Following the opening of Australia's first drive-through vaccination hub in Melton there have been around 1,200 doses administered at the site, and now the government will be opening up three more centres in this format.

The Premier has announced the new drive through clinics will open at the Former Ford Factory in Broadmeadows, at Sandown Racecourse in Springvale and at the Eagle Stadium in Werribee.

The new site at the Ford Factory in Broadmeadows will be soft launched this Sunday by invitation only, and will open to the public for booked appointments from Monday 23 August.

The Sandown Racecourse clinic will be adjacent to the existing Sandown Racecourse indoor vaccination hub and will run an invitation-only soft launch on Friday. It will open to the public for booked appointments from Saturday 21 August.

Combined, these sites will have 36 bays for drive-through but have the capacity to be ramped up if needed. Victorians will be able to make bookings online or through the Coronavirus hotline, which the government says are essential.
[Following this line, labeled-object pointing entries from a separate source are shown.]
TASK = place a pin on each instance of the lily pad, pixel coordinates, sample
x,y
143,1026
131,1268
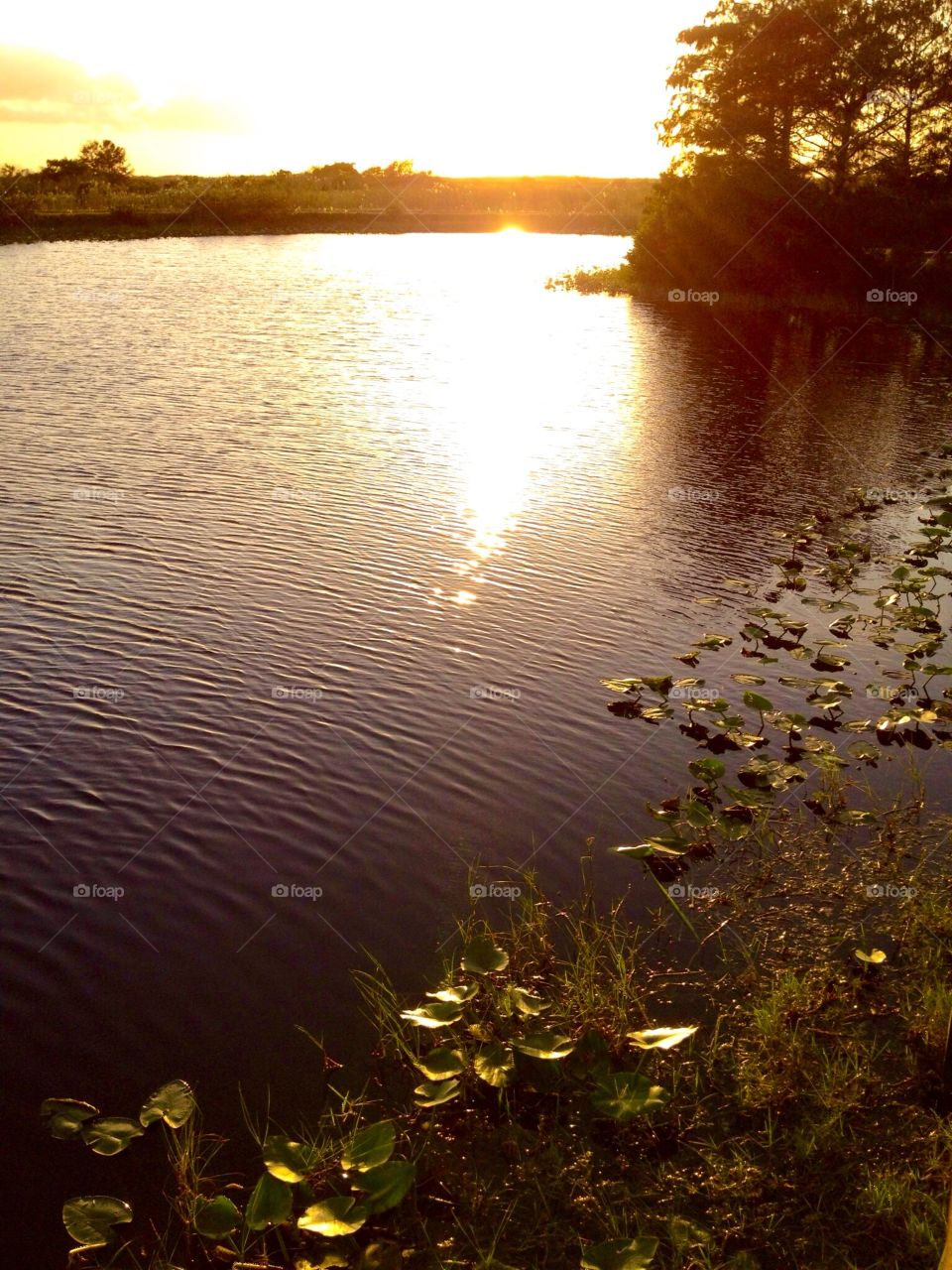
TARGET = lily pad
x,y
439,1015
661,1038
439,1065
216,1218
286,1160
434,1093
270,1203
89,1219
494,1065
625,1095
64,1116
175,1102
388,1184
111,1134
620,1254
484,956
333,1216
548,1046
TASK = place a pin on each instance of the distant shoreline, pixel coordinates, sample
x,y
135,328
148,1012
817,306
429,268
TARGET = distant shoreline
x,y
199,222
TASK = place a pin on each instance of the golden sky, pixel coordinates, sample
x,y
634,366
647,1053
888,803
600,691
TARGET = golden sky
x,y
503,86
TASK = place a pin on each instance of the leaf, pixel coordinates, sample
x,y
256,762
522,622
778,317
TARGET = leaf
x,y
214,1218
371,1146
434,1093
494,1065
173,1102
625,1095
270,1203
549,1046
707,770
620,1254
334,1216
527,1002
64,1116
439,1015
388,1184
754,701
286,1160
439,1064
458,994
111,1134
89,1219
661,1038
484,956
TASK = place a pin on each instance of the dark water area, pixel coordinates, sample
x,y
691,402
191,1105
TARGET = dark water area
x,y
313,553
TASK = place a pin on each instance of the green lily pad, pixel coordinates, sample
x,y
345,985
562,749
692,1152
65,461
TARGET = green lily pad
x,y
388,1184
661,1038
111,1134
371,1146
334,1216
89,1219
484,956
494,1065
439,1015
620,1254
270,1203
439,1065
216,1218
434,1093
175,1102
625,1095
457,994
63,1118
548,1046
286,1160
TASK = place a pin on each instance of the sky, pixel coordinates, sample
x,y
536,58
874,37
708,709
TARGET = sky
x,y
502,87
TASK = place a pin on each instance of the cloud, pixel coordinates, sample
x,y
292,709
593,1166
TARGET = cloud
x,y
37,86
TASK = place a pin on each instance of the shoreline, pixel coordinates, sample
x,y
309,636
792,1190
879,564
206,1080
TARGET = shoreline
x,y
200,222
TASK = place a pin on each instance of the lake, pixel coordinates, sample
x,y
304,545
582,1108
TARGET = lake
x,y
315,550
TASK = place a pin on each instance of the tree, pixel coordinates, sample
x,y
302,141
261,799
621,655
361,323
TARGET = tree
x,y
104,160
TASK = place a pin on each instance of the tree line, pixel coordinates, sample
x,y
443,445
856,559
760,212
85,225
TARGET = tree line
x,y
812,146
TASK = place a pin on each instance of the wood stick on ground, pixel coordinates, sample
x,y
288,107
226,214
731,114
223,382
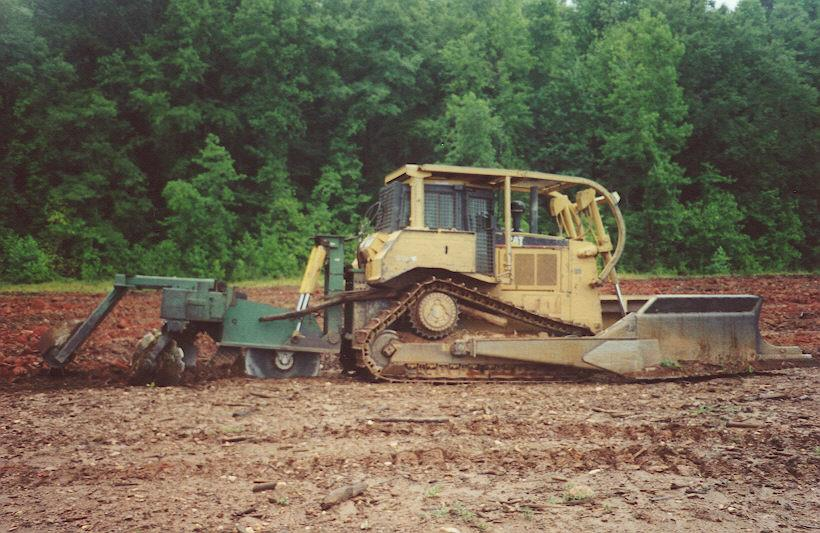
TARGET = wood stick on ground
x,y
744,425
433,420
259,487
234,439
343,494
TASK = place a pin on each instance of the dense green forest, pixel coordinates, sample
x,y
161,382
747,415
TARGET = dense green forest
x,y
214,137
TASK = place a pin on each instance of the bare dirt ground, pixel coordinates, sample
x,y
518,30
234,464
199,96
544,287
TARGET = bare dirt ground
x,y
84,451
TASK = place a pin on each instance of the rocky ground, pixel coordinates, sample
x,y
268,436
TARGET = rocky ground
x,y
84,451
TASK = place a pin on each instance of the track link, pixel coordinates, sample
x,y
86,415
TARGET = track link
x,y
363,338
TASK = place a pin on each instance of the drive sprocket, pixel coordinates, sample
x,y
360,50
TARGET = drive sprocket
x,y
434,315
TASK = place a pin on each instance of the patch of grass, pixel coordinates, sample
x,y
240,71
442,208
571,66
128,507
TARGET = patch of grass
x,y
670,363
433,492
576,493
68,285
460,511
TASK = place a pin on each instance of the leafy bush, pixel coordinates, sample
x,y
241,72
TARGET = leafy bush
x,y
24,261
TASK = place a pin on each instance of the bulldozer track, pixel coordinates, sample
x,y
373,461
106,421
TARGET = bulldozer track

The new site at the Eagle Stadium in Werribee will have room for both drive through and indoor vaccinations, with an expected opening towards the end of the week.

In addition, a pop-up vaccination centre opened yesterday at Peanut Farm Reserve in St Kilda. It is a walk-in, no-booking site designed for locals who are eligible for the vaccine. It administered 170 doses in its first two hours. It will operate 9am to 5pm daily for the next week. Primary Close Contacts or people with symptoms cannot attend.

There are 300,000 COVID-19 vaccine appointments available over the next four weeks and just over 80,000 Pfizer second dose appointments available. 

"There are a million things that we miss about life before the pandemic and a million things we’re looking forward to doing again once we’re through this outbreak – each of those is a reason to get vaccinated," Premier Andrews said.

"We’re imploring every single Victorian to come forward and get vaccinated as soon as you can – there’s appointments available and we need you to fill them."

"Getting vaccinated is our way out of this pandemic. These new drive through clinics are convenient and easy to access – Victorians should take full advantage of them to get themselves and their loved ones vaccinated," Health Minister Martin Foley added.

Updated at 12:34pm AEST on 19 August 2021.